Procédure devant la Cour :
Par une requête enregistrée le 20 juillet 2015 et un mémoire en réplique enregistré le 5 janvier 2016, M. C..., représenté par Me B..., demande à la Cour :
1°) d'annuler ce jugement du tribunal administratif de Marseille du 28 avril 2015 ;
2°) de prononcer la décharge demandée ;
3°) de mettre à la charge de l'Etat la somme de 1 800 euros en application des dispositions de l'article L. 761-1 du code de justice administrative.
Il soutient que :
- le tribunal administratif de Marseille a omis de statuer sur les rappels de taxe sur la valeur ajoutée réclamés au titre de l'année 2006 et sur les pénalités pour manoeuvres frauduleuses appliquées au titre des deux années 2006 et 2007 ; ces conclusions étaient pourtant explicitement visées dans ses mémoires ; le jugement est irrégulier ;
- le jugement est également irrégulier en ce qu'il n'a pas respecté le principe du contradictoire, prévu par l'article R. 611-1 du code de justice administrative ; le mémoire de l'administration, parvenu le 10 avril 2015 au tribunal administratif, juste avant la clôture de l'instruction, lui a été transmis le 15 avril suivant après l'audience ; il n'a pas pu y répondre ;
- le tribunal a renversé la charge de la preuve s'agissant du dialogue oral et contradictoire ; dès lors que le contrôle ne s'est pas déroulé dans les locaux d'exercice de son activité professionnelle mais dans ceux de la SARL Sorefi, la charge de la preuve incombe à l'administration qui ne pouvait ignorer que les locaux de la société et les siens étaient distincts ; le dialogue oral et contradictoire a été insuffisant ;
- les redressements sont issus du rapprochement entre les relevés de comptes bancaires et les écritures comptables constituées par les journaux de banque " BQ " et " B2 ", qui n'ont été remis que le 8 avril 2009 ; le vérificateur en a emporté des copies pour les analyser postérieurement à la dernière intervention sur place ; il est impossible qu'il ait pu, lors de l'entretien du 8 avril 2009, l'informer des conséquences du contrôle ;
- les dispositions de l'article L. 76 B du livre des procédures fiscales ont été méconnues ; l'administration a fondé des redressements sur des factures adressées à des clients, obtenues dans le cadre de son droit de communication ; ces factures ne lui ont pas été communiquées ;
- il demande la réduction des rappels de taxe sur la valeur ajoutée collectée au titre de l'exercice clos en 2006, par application de la méthode qui lui est imposée pour l'exercice suivant à raison de chèques relatifs à l'exercice clos en 2005 mais remis à l'encaissement en 2006, pour un montant de 195 910,19 euros TTC ; ces chèques doivent être considérés comme remis à l'encaissement en 2005 et la taxe sur la valeur ajoutée collectée correspondante doit être rattachée à la période correspondant à l'année 2005 ;
- les pénalités pour manquement délibéré et pour manoeuvres frauduleuses doivent être déchargées eu égard au contexte très particulier de ses agissements, aux menaces et au racket dont il a fait l'objet, à ses graves problèmes de santé et aux sanctions pour fraude fiscale dont il a déjà fait l'objet.

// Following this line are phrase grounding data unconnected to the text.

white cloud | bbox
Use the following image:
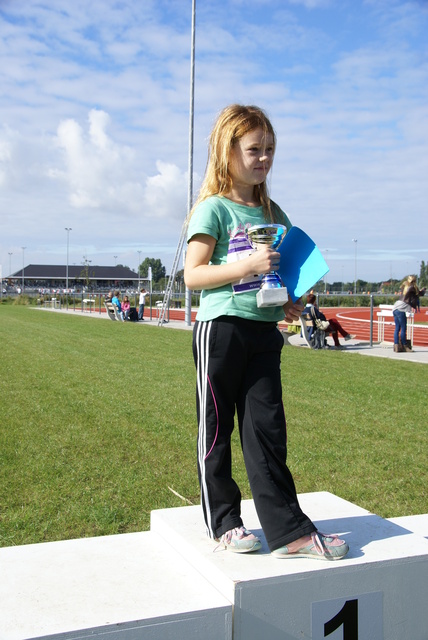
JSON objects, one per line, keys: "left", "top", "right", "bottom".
{"left": 144, "top": 161, "right": 188, "bottom": 220}
{"left": 0, "top": 134, "right": 12, "bottom": 187}
{"left": 287, "top": 0, "right": 332, "bottom": 8}
{"left": 50, "top": 109, "right": 144, "bottom": 212}
{"left": 47, "top": 109, "right": 189, "bottom": 227}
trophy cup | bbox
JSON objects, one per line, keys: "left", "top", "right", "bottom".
{"left": 247, "top": 223, "right": 289, "bottom": 308}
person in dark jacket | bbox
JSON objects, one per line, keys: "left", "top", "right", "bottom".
{"left": 303, "top": 294, "right": 355, "bottom": 349}
{"left": 392, "top": 276, "right": 425, "bottom": 352}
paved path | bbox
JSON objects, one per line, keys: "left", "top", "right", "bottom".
{"left": 284, "top": 332, "right": 428, "bottom": 364}
{"left": 32, "top": 305, "right": 195, "bottom": 329}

Par des mémoires en défense enregistrés le 16 décembre 2015 et le 20 janvier 2016, le ministre des finances et des comptes publics conclut au rejet de la requête.
Il soutient que les moyens invoqués par M. C... ne sont pas fondés.
Vu les autres pièces du dossier.
Vu :
- la convention européenne de sauvegarde des droits de l'homme et des libertés fondamentales ;
- le code général des impôts et le livre des procédures fiscales ;
- le code de justice administrative.
Les parties ont été régulièrement averties du jour de l'audience.
Après avoir entendu au cours de l'audience publique :
- le rapport de Mme Paix,
- les conclusions de M. Maury, rapporteur public,
- et les observations de Me B... pour M. C....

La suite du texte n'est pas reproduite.